My ds was at recess on Tuesday and ran under some playground equipment and cut the top of his head open. I took him to the ER and he had to have two stitches. He was crying when I brought him into the ER and while filling out the paper work I told the nurse that the school had told me he was sleepy after the incident so she said well the doctor will check it out. The doctor came in and started to ask ds questions to which my ds would not respond.
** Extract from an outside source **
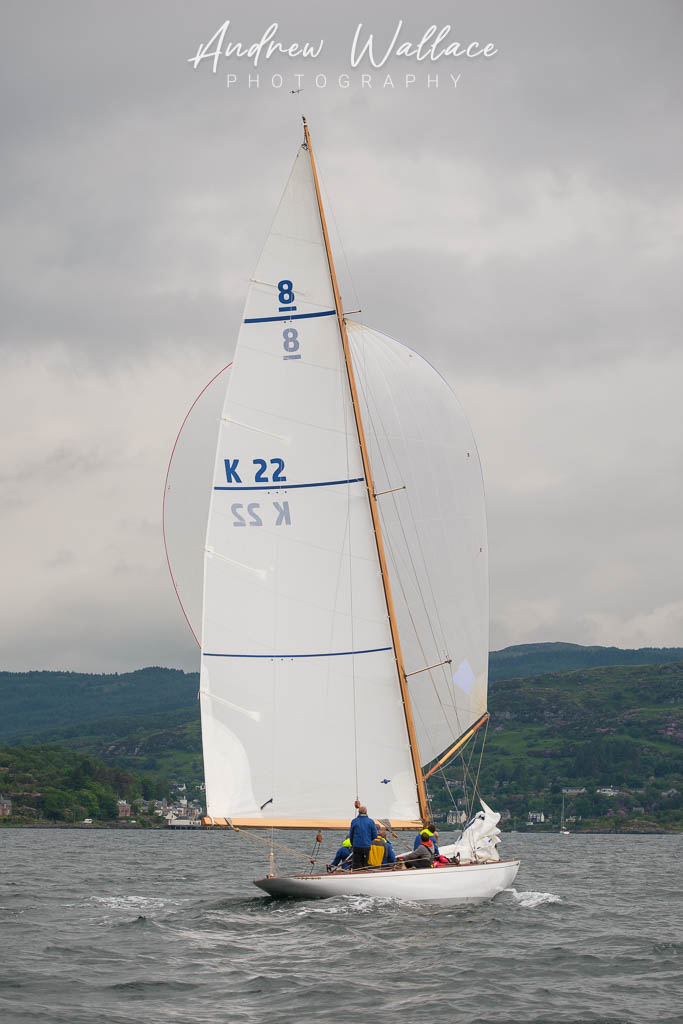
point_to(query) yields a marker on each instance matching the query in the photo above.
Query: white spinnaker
(299, 685)
(434, 531)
The doctor looks at me and says "I'm concerned because he is not responding" so I told him that ds has Autism, so he said "I'm glad you told me I was wondering why he wouldn't respond". I on the other hand had a lump in my throat because it was the first time I had said it out loud to the world that my ds has autism and in the presence of my ds.
When we got home my son was full of chat telling his grandparents and dh all about how brave he was getting his stitches and how he couldn't wait to show them at school tomorrow. After dinner I am loading the dishwasher and my ds looks up at me with his beautiful brown eyes and says "Mommy what's autism" I almost dropped to my knees and froze. I wasn't ready for this question and honestly didn't know how to answer him. He's 4 1/2 and I just thought that this question would be much later in his life. I guess he heard me telling the doctor earlier and was thinking about it.
So I put on a big smile and said "It's means that you are a very special child and that you see the world in a different way" he just shrugged his shoulders and went to watch TV. I went into the power room and cried, why did I cry I don't really know I guess I am not ready to talk to my son about his autism and I didn't have a great answer for him. I just didn't know what to say or even how to explain autism. I feel like I failed him in giving him a generic answer.
Has your child asked you this question yet? If so what did you say.